Bastone and staff were stunned. “Where’s the outrage?” he says. It’s the same question he asked when Americans uttered a collective “Who cares?” after Martha Stewart was jailed for lying to federal prosecutors about whether she received a tip to dump her ImClone stock before it tanked. Once Stewart was freed from prison, she did not go into hiding; she made public appearances wearing her electronic ankle bracelet like a bauble from Cartier.
So when did public lying become a résumé booster rather than the end of a career? Many point to Watergate as the moment when the public’s confidence in the veracity of its high officials began its downward spiral.
Are we so used to being duped that over time, our outrage muscles have gone all slack and gooey? Harry G. Frankfurt, a retired Princeton University philosophy professor, says that’s as good a theory as any. As the author of a little treatise called “On Bull—,” he’s an expert on unmitigated claptrap. “We’re swimming in a sea of bull— and lies,” Frankfurt says. “There’s no way of avoiding it. The culture is built on it.”

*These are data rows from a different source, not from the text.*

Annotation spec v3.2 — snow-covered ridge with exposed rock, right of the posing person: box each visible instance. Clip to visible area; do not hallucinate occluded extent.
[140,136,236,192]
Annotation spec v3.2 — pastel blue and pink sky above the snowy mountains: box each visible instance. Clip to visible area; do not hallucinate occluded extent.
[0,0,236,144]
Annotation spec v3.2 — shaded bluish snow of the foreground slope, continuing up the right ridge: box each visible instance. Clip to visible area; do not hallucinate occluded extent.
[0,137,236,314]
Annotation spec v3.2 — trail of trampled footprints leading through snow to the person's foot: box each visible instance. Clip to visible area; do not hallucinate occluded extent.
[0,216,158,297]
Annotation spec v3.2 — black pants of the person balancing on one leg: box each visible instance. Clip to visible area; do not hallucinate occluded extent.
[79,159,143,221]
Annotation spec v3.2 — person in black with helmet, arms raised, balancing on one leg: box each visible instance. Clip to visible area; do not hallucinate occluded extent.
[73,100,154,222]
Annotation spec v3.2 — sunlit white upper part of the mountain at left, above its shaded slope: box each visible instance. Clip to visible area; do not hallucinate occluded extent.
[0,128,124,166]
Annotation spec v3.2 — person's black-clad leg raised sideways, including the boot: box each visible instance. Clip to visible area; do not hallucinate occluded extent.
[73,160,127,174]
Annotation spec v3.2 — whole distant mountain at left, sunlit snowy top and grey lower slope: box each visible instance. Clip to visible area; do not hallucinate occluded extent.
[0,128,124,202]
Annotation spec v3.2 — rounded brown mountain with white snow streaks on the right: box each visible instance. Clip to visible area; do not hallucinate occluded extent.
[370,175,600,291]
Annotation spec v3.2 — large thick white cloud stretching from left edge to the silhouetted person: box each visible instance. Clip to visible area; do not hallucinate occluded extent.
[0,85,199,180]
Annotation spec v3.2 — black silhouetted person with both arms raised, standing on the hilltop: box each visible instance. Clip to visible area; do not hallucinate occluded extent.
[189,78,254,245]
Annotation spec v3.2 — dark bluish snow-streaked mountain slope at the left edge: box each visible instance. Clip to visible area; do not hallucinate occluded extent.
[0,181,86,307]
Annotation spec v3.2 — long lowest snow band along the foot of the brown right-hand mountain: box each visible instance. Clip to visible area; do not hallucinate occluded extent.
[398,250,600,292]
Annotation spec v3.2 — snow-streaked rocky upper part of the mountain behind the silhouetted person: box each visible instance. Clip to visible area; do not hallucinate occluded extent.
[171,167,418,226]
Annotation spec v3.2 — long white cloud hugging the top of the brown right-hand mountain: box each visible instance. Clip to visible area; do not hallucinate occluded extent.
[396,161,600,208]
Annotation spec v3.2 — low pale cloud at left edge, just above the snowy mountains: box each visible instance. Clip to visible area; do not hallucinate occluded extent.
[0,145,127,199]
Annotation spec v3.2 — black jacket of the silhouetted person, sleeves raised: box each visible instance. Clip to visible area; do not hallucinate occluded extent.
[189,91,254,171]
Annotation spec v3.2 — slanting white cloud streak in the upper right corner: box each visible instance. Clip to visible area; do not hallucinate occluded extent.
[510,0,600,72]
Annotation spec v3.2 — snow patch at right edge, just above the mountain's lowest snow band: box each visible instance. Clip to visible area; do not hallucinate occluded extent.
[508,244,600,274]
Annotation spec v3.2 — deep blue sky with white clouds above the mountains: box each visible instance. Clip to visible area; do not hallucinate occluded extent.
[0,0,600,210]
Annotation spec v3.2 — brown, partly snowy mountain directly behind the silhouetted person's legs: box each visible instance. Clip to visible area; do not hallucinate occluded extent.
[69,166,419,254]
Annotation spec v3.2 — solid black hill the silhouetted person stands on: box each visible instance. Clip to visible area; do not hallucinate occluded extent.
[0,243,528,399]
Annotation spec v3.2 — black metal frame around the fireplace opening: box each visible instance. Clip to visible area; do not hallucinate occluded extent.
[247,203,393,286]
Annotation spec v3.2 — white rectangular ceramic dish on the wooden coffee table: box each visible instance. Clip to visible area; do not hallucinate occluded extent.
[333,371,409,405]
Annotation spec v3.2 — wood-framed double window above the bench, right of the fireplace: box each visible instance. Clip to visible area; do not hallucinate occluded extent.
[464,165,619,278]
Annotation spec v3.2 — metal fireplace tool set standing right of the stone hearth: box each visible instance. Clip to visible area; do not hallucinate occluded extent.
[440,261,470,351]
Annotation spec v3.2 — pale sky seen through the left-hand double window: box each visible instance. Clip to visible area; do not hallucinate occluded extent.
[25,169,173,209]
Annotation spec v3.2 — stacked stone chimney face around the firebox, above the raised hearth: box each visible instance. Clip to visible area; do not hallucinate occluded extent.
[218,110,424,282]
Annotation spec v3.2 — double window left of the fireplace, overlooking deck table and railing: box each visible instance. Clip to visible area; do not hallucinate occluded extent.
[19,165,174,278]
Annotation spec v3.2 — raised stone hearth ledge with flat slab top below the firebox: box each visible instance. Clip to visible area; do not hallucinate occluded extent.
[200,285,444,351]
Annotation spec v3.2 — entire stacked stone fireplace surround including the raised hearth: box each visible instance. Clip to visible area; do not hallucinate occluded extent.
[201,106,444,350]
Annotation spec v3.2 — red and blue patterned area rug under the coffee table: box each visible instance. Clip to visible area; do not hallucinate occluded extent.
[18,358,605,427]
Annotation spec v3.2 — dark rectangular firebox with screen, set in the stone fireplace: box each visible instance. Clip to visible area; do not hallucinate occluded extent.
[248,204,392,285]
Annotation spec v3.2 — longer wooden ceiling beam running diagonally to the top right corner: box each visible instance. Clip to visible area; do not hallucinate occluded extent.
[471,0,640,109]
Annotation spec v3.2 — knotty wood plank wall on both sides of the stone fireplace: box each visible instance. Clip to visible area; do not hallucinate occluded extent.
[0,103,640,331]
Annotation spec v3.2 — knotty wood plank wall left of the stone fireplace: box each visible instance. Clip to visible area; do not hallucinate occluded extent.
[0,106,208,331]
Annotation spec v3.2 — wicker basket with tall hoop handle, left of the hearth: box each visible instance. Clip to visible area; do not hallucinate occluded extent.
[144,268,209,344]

Whatever the arena, lying has become routine. Everybody’s doing it. “We take it for granted and so it doesn’t excite us when we discover that it’s happened,” Frankfurt says. The country hasn’t lost its taste for the truth — “it just has sort of given up hoping for it.”

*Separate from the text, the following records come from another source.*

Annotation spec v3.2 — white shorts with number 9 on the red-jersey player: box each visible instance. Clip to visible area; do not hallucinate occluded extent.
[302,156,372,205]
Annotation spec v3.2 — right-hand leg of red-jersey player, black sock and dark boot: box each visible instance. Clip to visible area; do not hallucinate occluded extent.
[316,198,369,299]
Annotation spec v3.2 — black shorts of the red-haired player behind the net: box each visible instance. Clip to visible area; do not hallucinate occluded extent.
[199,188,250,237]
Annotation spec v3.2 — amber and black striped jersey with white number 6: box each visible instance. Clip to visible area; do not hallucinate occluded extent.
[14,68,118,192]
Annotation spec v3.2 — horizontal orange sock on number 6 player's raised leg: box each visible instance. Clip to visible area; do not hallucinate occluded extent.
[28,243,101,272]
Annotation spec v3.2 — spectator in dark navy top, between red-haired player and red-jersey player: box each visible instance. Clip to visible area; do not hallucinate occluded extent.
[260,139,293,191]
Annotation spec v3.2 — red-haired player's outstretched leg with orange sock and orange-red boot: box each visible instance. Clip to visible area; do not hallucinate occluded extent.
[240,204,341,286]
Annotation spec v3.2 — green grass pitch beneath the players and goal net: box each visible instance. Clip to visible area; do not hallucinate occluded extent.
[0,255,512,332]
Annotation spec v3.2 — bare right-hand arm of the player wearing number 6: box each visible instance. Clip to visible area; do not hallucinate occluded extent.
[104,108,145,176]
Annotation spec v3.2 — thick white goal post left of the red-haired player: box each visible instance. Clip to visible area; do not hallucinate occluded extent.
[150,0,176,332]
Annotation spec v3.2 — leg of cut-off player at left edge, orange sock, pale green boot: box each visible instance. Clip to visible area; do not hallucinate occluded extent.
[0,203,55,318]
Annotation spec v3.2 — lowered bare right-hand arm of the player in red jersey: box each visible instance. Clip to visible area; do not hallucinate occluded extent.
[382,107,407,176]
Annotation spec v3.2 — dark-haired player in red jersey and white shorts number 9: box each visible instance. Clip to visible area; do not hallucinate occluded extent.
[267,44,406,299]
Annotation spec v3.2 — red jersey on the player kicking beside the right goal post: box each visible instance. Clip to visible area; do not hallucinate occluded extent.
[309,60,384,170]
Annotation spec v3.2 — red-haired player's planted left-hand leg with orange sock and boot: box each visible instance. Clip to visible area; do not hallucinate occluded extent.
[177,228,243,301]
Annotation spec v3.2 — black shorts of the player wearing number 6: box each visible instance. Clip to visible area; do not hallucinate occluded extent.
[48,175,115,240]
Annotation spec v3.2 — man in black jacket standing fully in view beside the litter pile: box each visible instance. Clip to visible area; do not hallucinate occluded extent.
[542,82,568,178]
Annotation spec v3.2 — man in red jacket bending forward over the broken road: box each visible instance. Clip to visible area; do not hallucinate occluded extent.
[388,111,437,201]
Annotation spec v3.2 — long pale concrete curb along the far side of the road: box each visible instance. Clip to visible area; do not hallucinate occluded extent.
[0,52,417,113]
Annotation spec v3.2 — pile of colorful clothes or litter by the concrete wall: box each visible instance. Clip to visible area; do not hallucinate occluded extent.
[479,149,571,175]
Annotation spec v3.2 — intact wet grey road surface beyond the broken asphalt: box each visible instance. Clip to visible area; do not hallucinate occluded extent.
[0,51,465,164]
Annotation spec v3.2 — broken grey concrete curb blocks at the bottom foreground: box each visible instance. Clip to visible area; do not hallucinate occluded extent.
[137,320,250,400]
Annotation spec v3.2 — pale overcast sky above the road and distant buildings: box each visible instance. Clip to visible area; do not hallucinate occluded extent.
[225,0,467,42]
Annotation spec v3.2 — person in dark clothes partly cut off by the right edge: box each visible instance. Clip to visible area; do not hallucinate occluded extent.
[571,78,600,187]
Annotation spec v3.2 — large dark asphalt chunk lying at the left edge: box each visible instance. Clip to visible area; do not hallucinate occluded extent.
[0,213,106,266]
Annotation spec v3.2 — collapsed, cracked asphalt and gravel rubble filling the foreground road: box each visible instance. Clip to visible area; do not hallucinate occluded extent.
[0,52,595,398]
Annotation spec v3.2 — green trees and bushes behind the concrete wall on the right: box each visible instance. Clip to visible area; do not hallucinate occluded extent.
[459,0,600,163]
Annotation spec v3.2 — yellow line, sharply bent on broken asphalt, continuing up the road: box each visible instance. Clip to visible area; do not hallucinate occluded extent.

Smoking Gun’s Bastone waxes nostalgic for the period in American history when public figures caught fibbing did more than shrug and launch a reality TV show. “Nixon was a shunned man. He went into exile. No one goes in exile anymore.” Bastone says.
We get riled when we don’t expect to be lied to and believe the deception costs us something — say when we learn a trusted mechanic has bilked us out of $600 for an unnecessary brake job. It’s harder to work up a fire in the belly for the bigger lies — from corporate heads and elected officials — because we don’t always readily see the personal price of that deception.

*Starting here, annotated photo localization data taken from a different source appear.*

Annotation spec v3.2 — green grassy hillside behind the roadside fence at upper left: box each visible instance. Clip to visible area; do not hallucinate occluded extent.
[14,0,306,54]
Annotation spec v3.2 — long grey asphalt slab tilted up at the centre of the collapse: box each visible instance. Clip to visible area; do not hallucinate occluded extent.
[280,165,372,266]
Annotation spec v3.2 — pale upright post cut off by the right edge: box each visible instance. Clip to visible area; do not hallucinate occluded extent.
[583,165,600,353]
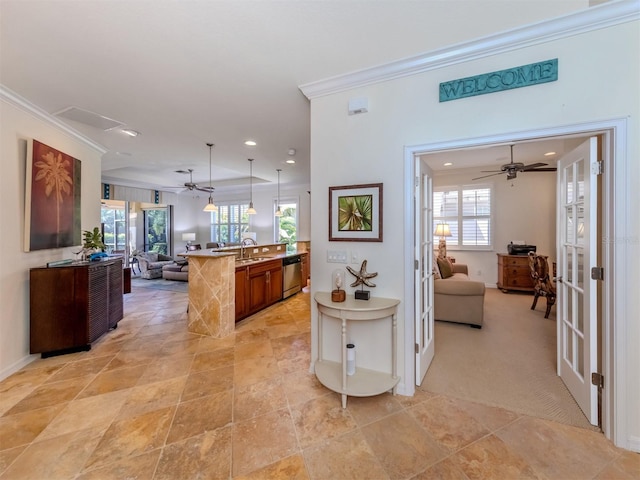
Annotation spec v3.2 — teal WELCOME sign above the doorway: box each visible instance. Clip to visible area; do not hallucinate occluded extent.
[440,58,558,102]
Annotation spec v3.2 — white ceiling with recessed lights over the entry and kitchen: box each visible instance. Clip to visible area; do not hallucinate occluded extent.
[0,0,588,191]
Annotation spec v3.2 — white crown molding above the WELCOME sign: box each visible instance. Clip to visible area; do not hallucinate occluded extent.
[298,0,640,100]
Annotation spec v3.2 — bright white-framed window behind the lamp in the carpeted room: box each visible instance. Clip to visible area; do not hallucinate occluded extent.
[433,186,493,250]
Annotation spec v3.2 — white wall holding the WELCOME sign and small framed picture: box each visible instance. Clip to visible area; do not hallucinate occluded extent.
[311,19,640,449]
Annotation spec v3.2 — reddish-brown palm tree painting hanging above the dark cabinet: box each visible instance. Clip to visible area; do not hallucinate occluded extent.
[24,140,82,252]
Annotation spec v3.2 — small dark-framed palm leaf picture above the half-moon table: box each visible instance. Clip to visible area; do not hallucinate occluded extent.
[329,183,382,242]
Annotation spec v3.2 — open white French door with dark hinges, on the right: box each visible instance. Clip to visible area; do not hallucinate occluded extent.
[556,137,598,425]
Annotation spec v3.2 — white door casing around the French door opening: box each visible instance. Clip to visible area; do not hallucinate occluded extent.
[405,120,628,446]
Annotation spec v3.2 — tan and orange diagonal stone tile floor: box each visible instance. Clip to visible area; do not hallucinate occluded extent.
[0,288,640,480]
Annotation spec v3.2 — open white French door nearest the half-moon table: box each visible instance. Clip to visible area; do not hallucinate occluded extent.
[414,156,435,385]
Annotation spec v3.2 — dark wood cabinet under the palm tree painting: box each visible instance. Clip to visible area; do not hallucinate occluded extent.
[29,258,123,357]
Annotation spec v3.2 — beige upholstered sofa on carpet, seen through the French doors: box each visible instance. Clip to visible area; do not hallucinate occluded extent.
[433,259,485,328]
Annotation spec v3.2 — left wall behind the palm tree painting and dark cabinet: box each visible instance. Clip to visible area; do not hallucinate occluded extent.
[0,95,102,379]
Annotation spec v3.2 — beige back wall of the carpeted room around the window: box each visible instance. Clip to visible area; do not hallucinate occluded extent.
[433,168,556,287]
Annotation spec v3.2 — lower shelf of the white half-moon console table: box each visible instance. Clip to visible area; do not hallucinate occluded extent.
[315,360,400,397]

And there’s another, more subtle psychology at play. As long as we aren’t the victims, we can’t help but admire a good grifter. Much of our leisure time of late is spent watching artful dodgers at work or working an angle ourselves. Celebrity poker matches are all the rage and online games are emptying the pockets of college students from coast to coast. “All of poker is based on how good your deception skills are,” says Caroline Keating, professor of psychology at Colgate University. “If you can convince us you have cards you don’t have, we’ll pay you big money.”
While we hungrily consume operatic lying and dissembling from the likes of reality TV stars, we still won’t tolerate it from our flesh-and-blood political candidates, says Thompson — unless we aren’t really sure whether they’re lying.
Did George W. Bush know Saddam Hussein didn’t have WMDs when he ordered American troops into Iraq or was he duped by bad intelligence? Polls say half of us think he lied and the rest believe the president was acting on the only information he had at the time.
It’s up to the press to tell us when our leaders aren’t being straight with us, something journalists don’t do often enough, says Paul Waldman, a senior fellow with Media Matters for America, a progressive Web-based watchdog group. “There’s a real reluctance to get too tough with people in power,” he says. Reporters often shy away from coming right out and saying a politician has lied.
“We as a society do not value the truth,” says Atlanta divorce attorney John Mayoue. Statistically, about half of the promises of fidelity made at the altar are broken. He points the finger at the “Me Generation,” beleaguered Boomers who enshrined the self to the exclusion of all others.
“Selfishness justifies not telling the truth,” he says.
Mayoue hopes everyone will tire of the culture of deceit and punish rather than reward liars — slap them with perjury charges, vote them out of office. And refuse to buy their books.
*Oprah Winfrey later apologized on her television show for her judgment in supporting for a time the book in spite of its errors.
Andrea Simakis is a writer for The Plain Dealer of Cleveland, Ohio.